Christmas can be tough: Four ways to support each other this festive season

Kaitlyn JohnsonAlbany Advertiser
Kaitlin Johnson is the suicide prevention co-ordinator at Palmerston in Albany.
Camera IconKaitlin Johnson is the suicide prevention co-ordinator at Palmerston in Albany. Credit: David Broadway

As we approach the end of 2023, the Christmas festivities ramp up around the community.

Christmas is known for being a merry, jolly, and bright time of year when our streets and shops become lined with decorations and carols playing, plenty of food, events and gift-giving.

For many, this is a special time of year that people look forward to.

But for some people, the festive season can be one of the toughest times of the year.

Many people may be struggling with financial pressure, work stress, loneliness, illness, or missing loved ones who are no longer with us.

For some, the holiday period can be overwhelming, stressful, and bring up feelings of sadness, grief, and nostalgia.

There are several ways we can help support each other this festive season.

1. Check-in

If you know someone who has had a tough year or may be struggling lately, make time to check in with them.

Asking someone to catch up over a cup of tea or coffee can be a great way to connect and see how they’re doing.

2. Include them

If you can, consider extending an invitation to someone who may be alone or struggling over the festive season.

Alternatively, drop off a meal or write them a card to show them you care and are thinking of them.

Small gestures can make a world of difference.

3. Listen and acknowledge

If someone isn’t feeling up to celebrating, remind them it is OK to feel overwhelmed, sad, or lost at this time of year.

Allow them to reflect on their emotions and support them to explore ways to ease these feelings and manage stressors, or gently encourage them to connect with others. For those who are grieving, chat with them about how they wish to honour their loved one’s memory over the holiday season.

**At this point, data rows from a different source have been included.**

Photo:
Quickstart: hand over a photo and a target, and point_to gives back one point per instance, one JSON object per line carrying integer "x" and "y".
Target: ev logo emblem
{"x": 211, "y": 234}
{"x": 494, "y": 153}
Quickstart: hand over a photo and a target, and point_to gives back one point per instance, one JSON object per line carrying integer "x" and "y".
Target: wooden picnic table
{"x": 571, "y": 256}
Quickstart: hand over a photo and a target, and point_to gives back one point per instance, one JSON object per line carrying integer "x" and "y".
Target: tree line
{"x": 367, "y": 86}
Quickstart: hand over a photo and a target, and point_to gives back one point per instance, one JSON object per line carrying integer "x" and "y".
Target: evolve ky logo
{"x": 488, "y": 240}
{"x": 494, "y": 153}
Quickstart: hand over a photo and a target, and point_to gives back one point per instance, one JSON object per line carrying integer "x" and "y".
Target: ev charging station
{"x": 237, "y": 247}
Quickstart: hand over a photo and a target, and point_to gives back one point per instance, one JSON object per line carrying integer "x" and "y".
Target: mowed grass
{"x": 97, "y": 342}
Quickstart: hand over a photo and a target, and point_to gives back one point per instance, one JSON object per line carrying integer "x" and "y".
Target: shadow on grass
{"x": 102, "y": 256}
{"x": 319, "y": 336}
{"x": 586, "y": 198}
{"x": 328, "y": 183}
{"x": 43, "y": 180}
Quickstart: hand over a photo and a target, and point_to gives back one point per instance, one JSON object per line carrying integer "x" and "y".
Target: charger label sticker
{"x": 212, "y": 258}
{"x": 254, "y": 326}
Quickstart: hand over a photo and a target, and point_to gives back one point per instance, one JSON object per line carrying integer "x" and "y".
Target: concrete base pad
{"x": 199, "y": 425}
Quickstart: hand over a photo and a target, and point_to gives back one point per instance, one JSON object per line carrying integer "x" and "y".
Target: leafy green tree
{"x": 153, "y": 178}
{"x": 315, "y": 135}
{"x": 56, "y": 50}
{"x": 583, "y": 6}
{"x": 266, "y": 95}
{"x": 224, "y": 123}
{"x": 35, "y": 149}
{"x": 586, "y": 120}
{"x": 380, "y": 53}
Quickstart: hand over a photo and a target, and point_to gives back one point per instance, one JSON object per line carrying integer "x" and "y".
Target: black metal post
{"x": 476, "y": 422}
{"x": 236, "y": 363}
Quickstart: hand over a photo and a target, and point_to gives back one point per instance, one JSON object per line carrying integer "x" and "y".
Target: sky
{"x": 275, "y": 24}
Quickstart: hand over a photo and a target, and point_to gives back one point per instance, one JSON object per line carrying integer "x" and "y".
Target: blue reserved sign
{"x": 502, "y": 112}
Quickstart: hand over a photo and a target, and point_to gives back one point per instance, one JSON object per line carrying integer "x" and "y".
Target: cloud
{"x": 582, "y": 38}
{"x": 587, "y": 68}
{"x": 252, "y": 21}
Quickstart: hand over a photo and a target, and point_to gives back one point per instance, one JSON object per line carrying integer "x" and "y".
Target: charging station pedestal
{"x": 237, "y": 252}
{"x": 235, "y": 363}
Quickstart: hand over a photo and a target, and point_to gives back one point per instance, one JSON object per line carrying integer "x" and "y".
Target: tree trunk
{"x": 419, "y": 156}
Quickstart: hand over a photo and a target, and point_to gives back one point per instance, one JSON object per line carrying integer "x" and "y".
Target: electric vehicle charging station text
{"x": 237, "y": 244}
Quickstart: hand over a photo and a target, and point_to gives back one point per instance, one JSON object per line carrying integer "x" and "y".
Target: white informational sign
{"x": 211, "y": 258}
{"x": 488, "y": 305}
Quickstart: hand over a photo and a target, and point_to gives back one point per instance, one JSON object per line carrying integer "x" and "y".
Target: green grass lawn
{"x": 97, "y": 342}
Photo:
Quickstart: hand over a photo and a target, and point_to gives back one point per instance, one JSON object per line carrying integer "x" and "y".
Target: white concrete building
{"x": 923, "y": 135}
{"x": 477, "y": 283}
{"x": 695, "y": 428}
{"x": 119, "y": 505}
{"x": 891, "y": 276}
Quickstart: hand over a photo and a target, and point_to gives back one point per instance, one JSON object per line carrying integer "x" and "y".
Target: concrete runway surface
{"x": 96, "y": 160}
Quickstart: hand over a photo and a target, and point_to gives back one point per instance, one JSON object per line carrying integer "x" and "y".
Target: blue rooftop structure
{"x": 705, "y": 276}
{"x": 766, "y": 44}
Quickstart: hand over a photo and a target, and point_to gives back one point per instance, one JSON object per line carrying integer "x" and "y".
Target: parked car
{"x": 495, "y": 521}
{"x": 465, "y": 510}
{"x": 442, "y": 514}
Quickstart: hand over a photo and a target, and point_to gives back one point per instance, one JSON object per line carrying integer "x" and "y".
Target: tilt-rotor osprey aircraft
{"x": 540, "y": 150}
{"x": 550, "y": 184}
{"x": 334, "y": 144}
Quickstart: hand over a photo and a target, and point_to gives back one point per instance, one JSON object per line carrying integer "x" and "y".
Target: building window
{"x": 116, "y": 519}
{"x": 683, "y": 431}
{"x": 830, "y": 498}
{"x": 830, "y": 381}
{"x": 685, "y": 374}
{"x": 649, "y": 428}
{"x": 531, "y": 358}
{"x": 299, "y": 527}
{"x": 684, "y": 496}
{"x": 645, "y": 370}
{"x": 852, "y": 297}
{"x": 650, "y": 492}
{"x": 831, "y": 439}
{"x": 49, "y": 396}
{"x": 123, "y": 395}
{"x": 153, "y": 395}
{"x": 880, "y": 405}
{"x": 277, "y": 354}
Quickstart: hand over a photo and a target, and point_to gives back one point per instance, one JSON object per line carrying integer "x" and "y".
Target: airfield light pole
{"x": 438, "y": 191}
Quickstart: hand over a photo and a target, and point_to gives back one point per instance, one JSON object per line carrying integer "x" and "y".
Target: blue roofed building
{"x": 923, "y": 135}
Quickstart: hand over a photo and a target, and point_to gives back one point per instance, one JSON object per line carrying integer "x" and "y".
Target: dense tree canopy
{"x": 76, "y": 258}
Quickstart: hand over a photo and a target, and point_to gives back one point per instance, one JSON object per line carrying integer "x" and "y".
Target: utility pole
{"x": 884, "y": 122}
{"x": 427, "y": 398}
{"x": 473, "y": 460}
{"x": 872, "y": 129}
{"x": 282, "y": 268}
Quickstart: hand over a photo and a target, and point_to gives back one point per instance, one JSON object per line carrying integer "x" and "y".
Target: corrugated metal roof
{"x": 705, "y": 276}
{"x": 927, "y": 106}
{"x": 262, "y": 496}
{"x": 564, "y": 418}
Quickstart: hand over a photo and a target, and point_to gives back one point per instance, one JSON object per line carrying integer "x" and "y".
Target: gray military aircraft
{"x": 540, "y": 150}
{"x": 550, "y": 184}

There are many ways to include loved ones who have passed in your festivities such as setting a place for them at the table, visiting their resting place, including their names on Christmas cards, or displaying a special ornament.

4. Connect them to professional help

If you are concerned for your or someone else’s mental health, or you feel someone needs extra support, seek assistance by calling:

Lifeline: 13 11 14 Suicide Call Back Service: 1300 659 467 Kids Helpline: 1800 551 800

For a list of local supports available, please visit: amityhealth.com.au/helplines-and-links

Kaitlin Johnson is the suicide prevention coordinator at Palmerston in Albany.